Dietary intake (Table 3; calculated for a 100 g FM serving consumed by a 70 kg adult, using EFSA Scientific Committee default body-weight):

  • JECFA PTWI for Pb: 0.025 mg/kg BW per week → 1.50 mg Pb/week → 0.214 mg Pb/day for a 70 kg adult.
  • Wild-mushroom Pb intakes ranged from 0.0009 mg/100 g FM (Boletus chrysenteron) to 0.0295 mg/100 g FM (Macrolepiota procera, the highest); cultivated 0.0002–0.0010 mg/100 g FM. Even the highest single-serving Pb intake was ~7-fold below the PTWI-equivalent daily ceiling.
  • JECFA PTMI for Cd: 0.025 mg/kg BW per month, equivalent to 0.0008 mg/kg BW per day → PDI 0.056 mg Cd/day for a 70 kg adult.
  • Wild-mushroom Cd intakes ranged from 0.0004 mg/100 g FM (Russula heterophylla) to 0.068 mg/100 g FM (Rozites caperatus). Rozites caperatus (0.068) and Boletus chrysenteron (0.061) both exceed the PDI derived from PTMI in a single 100 g FM serving.
  • Cultivated-mushroom Cd intakes ranged 0.001–0.010 mg/100 g FM (lowest Agaricus bisporus, highest Pleurotus ostreatus).

Chemical-equivalent ranking (Fig. 2): Boletus chrysenteron and Rozites caperatus were the two most contaminated species when Pb and Cd were combined as chemical equivalents (molecular weight divided by valence, summed per species). Macrolepiota procera was the highest among the remaining species on the chemical-equivalent ranking.

Methods (brief)

Wild mushrooms were collected during 2007–2010 from six communal areas of Podlaskie Province (eastern Green Lungs of Poland); three specimens per species were harvested in distant locations to avoid same-mycelium origin, fully developed and non-verminated. Cultivated mushrooms (Agaricus bisporus white-button, Pleurotus ostreatus, Lentinus edodes) from Polish cultivations were purchased at local food markets. Fruiting bodies were cleaned, cut, air-dried to constant mass, and pulverized in a grinder; dried samples stored in a desiccator at room temperature. Approximately 0.300 g of dried sample was digested in 4 mL concentrated nitric acid in an automatic microwave digestion system (Speedwave, Berghof, Germany). Total lead and total cadmium were quantified by inductively coupled plasma mass spectrometry (ICP-MS, NexION 300D, PerkinElmer, USA). Method accuracy was verified against certified reference material Corn Flour INCT-CF-3 (Institute of Nuclear Chemistry and Technology INCT, Warsaw, Poland). Detection limits: Pb = 0.16 µg/L; Cd = 0.017 µg/L. Repeatability (coefficient of variation): Pb = 2.6%; Cd = 3.5%. Concentrations were reported on both dry-mass (DM) and fresh-mass (FM) basis; moisture content was determined per sample. Chemical equivalents (molecular weight divided by valence) were used to rank species by combined Pb + Cd burden. Descriptive statistics (minimum, mean, maximum, SD) were computed in Microsoft Excel 2010.

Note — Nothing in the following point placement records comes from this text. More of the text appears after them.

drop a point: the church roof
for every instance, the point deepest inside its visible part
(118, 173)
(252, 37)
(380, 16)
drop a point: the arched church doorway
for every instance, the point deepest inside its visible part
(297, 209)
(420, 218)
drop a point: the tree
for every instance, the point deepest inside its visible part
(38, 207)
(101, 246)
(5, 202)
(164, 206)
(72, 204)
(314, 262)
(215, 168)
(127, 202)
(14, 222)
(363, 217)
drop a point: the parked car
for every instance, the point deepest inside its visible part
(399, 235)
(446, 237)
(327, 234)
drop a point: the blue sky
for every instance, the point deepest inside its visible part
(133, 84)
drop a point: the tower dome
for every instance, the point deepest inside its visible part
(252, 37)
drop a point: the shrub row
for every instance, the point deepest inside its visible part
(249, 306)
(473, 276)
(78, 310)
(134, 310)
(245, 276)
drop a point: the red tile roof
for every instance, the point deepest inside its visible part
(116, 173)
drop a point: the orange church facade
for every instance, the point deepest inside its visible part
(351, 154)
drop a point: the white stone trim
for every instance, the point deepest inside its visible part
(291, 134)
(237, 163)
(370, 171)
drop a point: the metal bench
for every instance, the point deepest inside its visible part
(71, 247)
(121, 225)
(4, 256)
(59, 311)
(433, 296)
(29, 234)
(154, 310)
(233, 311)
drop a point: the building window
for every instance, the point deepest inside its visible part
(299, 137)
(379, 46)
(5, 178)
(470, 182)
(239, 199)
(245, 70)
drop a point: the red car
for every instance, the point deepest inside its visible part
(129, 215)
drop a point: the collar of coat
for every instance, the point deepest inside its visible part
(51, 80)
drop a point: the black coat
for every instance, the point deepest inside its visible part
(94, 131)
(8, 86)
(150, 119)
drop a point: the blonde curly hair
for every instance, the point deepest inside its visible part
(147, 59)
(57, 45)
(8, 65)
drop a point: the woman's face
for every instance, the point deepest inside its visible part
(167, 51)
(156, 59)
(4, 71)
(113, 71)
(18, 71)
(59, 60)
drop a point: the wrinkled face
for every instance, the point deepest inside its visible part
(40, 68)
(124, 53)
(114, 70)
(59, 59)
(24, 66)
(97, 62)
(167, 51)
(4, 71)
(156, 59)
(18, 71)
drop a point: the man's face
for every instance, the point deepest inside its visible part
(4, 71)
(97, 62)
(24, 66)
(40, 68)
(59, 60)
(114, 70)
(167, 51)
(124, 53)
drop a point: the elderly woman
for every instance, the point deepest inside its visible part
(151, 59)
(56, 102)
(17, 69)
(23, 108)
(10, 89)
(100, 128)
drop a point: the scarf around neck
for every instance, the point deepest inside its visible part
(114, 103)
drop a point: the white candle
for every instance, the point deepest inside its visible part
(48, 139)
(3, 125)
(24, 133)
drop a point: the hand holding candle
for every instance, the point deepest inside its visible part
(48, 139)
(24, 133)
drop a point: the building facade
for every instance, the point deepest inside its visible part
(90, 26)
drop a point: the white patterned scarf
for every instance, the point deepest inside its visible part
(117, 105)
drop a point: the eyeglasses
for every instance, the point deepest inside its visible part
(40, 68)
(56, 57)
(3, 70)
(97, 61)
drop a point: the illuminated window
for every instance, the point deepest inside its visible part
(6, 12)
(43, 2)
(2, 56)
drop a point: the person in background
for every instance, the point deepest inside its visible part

No speciation was performed; only total Pb and total Cd are reported. The study does not cover Hg, As, Cr, Ni, or other metals. Small sample size per species (n = 3) limits statistical inference; high SD values for several species (e.g., Russula vinosa Pb SD = ± 2.06; Macrolepiota procera Pb SD = ± 1.80) reflect substantial intra-species variability across the six collection areas.

Implications

  • Certification: Provides species-resolved occurrence data for Pb and Cd in 18 wild and 3 cultivated mushroom species from a low-industry European forest region. The species-specific Cd accumulation pattern — with Boletus chrysenteron and Rozites caperatus reaching 10.20 and 9.29 µg/g DM in an otherwise low-pollution context — is occurrence evidence relevant to any wild-mushroom certification scope; the source documents that intrinsic species physiology, not just contamination proximity, governs the contamination distribution.
  • Courses: Useful classroom example that “uncontaminated area” does not imply uniformly low contamination across all species sharing that habitat, because Cd-binding proteins (cited for Boletus edulis from refs 11–12) and other physiological accumulation mechanisms operate independent of pollution proximity. The authors note that boiling or microwaving with water can reduce Cd content by approximately 40% (citing refs 32 and 38).
  • App: Cultivated Agaricus bisporus carries the lowest measured Pb and Cd burden (0.03 µg/g DM Pb; 0.09 µg/g DM Cd) among the three commercial species; Pleurotus ostreatus carries the highest measured cultivated-mushroom Cd at 1.20 µg/g DM (0.10 µg/g FM). Wild Boletus chrysenteron and Rozites caperatus, where reported in a wild-foraged context, justify a high-Cd flag on consumer-facing app surfaces.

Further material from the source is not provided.